Wedding Wednesday: Low vs. High Centerpieces
The age old question that comes with a lot of opinions and strong feelings from both sides, "Should I have low or high centerpieces for my wedding?". As I said in my post about bouquets, it's completely up to you what you choose but I will offer some pros and cons to both ideas.
Let's start with the first argument against tall centerpieces. "I can't talk to someone across the table if there is a tall centerpiece." Well the truth is you can't really have an intimate conversation with someone who is sitting 5 sometimes 6 feet away from you, especially over the sound of a band or dj nearby. Now, while my first statement is true you don't want to completely block the view of any of your guests. So if you choose to use a tall (or "tallish") centerpiece keep in mind that you want the bulk of the design to at least be above the sight line of your guests while sitting at the tables (about 18" or above).
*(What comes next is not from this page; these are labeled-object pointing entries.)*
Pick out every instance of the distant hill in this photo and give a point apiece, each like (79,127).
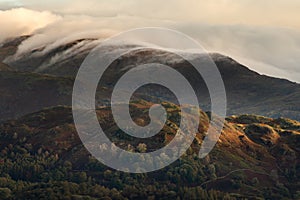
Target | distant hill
(25,92)
(255,157)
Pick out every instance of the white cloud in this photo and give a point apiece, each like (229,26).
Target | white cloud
(21,21)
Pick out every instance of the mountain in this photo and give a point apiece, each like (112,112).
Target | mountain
(26,92)
(256,157)
(247,91)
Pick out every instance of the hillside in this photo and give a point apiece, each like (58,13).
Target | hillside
(25,92)
(247,91)
(257,157)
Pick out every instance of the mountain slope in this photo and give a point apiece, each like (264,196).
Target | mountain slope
(247,91)
(254,157)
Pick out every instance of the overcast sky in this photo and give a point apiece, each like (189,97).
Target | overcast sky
(264,35)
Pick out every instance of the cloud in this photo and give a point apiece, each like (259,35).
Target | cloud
(21,21)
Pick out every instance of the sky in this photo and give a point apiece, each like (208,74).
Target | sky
(264,35)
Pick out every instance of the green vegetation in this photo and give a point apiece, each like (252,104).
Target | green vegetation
(42,157)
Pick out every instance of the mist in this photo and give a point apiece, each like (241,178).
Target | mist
(268,50)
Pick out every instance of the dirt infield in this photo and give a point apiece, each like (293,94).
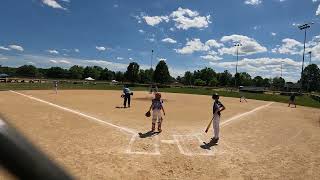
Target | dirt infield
(88,135)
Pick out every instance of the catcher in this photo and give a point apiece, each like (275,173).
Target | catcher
(156,108)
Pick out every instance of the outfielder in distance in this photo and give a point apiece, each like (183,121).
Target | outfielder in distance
(156,108)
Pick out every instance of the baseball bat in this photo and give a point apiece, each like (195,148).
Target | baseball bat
(209,125)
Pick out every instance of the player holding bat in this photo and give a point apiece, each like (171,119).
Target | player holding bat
(218,107)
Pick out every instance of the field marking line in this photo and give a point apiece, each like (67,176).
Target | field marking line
(168,141)
(227,122)
(130,131)
(133,139)
(179,146)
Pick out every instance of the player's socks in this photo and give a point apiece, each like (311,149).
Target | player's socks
(153,127)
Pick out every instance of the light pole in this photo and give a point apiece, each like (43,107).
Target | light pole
(303,27)
(235,78)
(310,55)
(151,58)
(281,69)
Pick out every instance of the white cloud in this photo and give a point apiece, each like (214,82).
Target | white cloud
(53,51)
(16,47)
(53,4)
(154,20)
(151,39)
(193,46)
(210,57)
(213,43)
(4,48)
(169,40)
(186,18)
(249,45)
(65,61)
(100,48)
(253,2)
(265,67)
(162,59)
(289,46)
(53,61)
(183,18)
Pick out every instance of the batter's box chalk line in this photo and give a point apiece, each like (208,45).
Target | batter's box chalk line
(156,146)
(179,139)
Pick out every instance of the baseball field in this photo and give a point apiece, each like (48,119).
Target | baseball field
(92,137)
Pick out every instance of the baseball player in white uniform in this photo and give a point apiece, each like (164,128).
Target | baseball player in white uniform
(157,107)
(217,108)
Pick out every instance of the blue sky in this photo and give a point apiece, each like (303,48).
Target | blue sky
(188,34)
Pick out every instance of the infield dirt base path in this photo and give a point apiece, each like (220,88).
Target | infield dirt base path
(259,140)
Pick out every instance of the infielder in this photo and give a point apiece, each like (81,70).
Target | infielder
(55,84)
(156,108)
(218,107)
(126,96)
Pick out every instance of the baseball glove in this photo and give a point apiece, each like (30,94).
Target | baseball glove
(148,114)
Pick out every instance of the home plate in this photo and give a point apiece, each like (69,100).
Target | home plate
(190,145)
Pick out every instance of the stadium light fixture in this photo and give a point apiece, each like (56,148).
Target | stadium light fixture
(235,79)
(304,27)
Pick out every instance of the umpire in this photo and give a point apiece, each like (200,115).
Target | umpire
(126,96)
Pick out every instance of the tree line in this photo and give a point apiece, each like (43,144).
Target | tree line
(133,73)
(204,77)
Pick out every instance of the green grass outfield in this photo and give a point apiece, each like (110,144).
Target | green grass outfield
(301,100)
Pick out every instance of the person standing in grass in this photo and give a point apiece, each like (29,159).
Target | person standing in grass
(156,108)
(126,96)
(55,85)
(292,100)
(217,108)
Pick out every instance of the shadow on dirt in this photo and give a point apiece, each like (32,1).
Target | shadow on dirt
(148,134)
(208,145)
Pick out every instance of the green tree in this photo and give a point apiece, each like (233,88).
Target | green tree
(119,76)
(132,73)
(258,81)
(57,72)
(93,72)
(188,78)
(214,82)
(199,82)
(146,76)
(311,78)
(76,72)
(278,83)
(243,79)
(27,71)
(106,74)
(161,73)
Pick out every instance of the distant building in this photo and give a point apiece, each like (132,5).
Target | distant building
(4,75)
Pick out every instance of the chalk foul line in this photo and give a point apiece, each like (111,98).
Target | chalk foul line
(127,130)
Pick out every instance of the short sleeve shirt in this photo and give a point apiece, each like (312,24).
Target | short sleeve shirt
(216,107)
(156,104)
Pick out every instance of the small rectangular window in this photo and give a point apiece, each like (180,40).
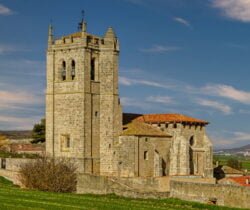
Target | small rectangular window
(145,155)
(3,163)
(65,142)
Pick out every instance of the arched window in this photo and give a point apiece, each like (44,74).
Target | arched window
(73,69)
(145,155)
(191,141)
(92,69)
(63,71)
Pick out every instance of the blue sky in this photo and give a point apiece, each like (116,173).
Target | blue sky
(177,56)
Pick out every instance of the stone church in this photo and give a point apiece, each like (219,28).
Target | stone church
(85,122)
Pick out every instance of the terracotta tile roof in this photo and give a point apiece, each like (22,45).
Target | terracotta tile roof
(242,180)
(74,35)
(161,118)
(230,170)
(129,117)
(142,129)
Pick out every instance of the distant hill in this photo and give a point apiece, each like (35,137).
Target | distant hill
(235,150)
(16,135)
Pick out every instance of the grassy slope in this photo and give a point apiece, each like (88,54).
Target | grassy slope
(12,197)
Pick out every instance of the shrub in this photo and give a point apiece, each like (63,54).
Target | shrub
(48,174)
(234,163)
(38,132)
And make sure that whatever is in their sight line is not too obtrusive, ie., a narrow footprint or at the very least transparent container or vase.
Now with the argument for tall centerpieces. "The ceilings are so high I want to fill up the space." Okay, this is a true statement (sort of). Unless you are considering hanging things from the ceiling or having massive centerpieces (refer to first argument against tall centerpieces) you will most likely not fill up the space of many of the vaulted ceilings in ballrooms/lofts and other types of venues by using a tall tabletop centerpiece.
The key thing to keep in mind is that you want to create a look that will allow the eye to wander throughout the space without it feeling too stagnant one way or the other. With all tall centerpieces you have a great impact as guests first enter but then it may feel a bit uninteresting if there is nothing left to discover as they take their seats.
This leads to the argument for low centerpieces. By using low centerpieces you can create a more intimate feeling for your guests. I often have couples wanting to recreate the feeling of an intimate dinner party in their home - even if it happens to be for 300 of their closest friends and family. With the design of a low centerpiece you can still incorporate varied heights of candlelight etc. without blocking any views.
In the end I think a combination of both low and high centerpieces can create the best look. It gives a more interesting look for the entire space, allowing for the initial impact as your guests first enter the space and continuing as they sit and enjoy dinner.
Most couples don't need to be talked into using low centerpieces, in general that's what they have in mind when the come to meet with me. Tall centerpieces seem to have a bad rap as being too traditional or "contrived" looking. Above all else I think you need to go with your gut reaction to something but keep in mind that there are some great, innovative designs that can be considered "tall" and you might missing out if you dismiss the idea too quickly.